How do organic gold compounds and organic halogen molecules interact? Comparison with hydrogen bonds

Abstract

An Au⋯X interaction has been predicted in the complexes between the organic gold compound RAu (R = CH₃, C₂H₃, and C₂H) and the organic halogen compound R′X (R′ = CH₃, C₂H, C₂H₃, and CF₃; X = Cl, Br, and I) using quantum chemical calculations. Upon the basis of the anisotropic distribution of molecular electrostatic potentials on the Au and X atoms, two types of structures, represented as GB and XB, respectively, were obtained. In the GB structure, the Au atom acts as a Lewis acid and X is a Lewis base, but reversed roles are found for Au and X in XB. Interestingly, the former structure is far more stable than the latter one.
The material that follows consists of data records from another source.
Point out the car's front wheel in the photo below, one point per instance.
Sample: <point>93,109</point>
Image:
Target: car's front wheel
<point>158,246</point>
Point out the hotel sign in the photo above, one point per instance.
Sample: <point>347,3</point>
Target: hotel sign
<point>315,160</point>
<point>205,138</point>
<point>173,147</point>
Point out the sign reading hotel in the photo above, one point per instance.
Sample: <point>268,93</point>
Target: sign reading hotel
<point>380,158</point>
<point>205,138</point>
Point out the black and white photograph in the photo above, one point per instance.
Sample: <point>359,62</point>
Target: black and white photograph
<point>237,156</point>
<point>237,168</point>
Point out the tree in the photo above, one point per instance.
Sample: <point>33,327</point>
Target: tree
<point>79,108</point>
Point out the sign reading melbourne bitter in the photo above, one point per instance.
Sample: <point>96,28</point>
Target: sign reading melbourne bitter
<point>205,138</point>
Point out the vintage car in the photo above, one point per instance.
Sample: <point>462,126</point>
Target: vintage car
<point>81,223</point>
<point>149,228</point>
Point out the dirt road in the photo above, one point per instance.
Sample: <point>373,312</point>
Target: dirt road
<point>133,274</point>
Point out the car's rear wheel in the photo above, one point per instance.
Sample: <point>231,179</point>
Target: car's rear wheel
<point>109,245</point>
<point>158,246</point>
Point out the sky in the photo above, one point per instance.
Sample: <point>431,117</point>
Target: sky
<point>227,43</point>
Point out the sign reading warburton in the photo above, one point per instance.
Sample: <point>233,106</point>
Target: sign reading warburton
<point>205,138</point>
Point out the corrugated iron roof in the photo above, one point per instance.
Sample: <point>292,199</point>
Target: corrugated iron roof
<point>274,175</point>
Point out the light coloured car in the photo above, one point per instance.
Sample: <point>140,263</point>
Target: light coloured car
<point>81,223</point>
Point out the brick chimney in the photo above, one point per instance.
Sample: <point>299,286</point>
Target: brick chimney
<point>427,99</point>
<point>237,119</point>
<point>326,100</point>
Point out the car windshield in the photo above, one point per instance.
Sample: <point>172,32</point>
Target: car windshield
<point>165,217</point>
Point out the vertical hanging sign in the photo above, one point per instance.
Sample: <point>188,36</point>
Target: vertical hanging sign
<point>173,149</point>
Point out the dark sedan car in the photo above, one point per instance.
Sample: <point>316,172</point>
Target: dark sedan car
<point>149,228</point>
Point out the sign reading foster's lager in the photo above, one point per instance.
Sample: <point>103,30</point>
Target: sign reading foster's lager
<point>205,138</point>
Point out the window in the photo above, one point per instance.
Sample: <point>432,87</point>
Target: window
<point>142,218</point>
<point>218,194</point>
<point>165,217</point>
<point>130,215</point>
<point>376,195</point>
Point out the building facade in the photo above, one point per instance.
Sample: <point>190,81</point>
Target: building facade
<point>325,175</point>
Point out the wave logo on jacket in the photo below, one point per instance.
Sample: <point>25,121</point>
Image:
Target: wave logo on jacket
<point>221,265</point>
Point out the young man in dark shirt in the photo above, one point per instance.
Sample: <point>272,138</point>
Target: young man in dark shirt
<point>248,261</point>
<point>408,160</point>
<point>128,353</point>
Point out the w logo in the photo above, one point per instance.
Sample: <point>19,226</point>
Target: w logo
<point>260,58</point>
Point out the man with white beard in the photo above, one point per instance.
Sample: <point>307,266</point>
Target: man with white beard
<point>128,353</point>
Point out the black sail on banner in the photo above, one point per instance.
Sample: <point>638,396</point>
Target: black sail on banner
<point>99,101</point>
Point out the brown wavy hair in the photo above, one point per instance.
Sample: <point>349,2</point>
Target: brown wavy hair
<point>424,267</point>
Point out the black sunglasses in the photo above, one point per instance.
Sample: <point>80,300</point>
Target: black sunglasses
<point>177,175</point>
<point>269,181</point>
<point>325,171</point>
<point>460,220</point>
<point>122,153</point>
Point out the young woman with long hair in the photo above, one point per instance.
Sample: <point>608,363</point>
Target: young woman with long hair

Their difference in stability can be regulated by the substitution and hybridization effects, similarly to those in hydrogen bonds. The partially covalent-interaction nature of GBs was characterized with the large charge transfer and the negative energy density as well as the high interaction energy. GB interaction is dominated by electrostatic and polarization energies, whereas electrostatic and dispersion energies are responsible for the stability of most XB complexes. This is an interesting finding that both patterns of interactions are different in nature even though the two monomers are only different in the spatial orientation for both interactions.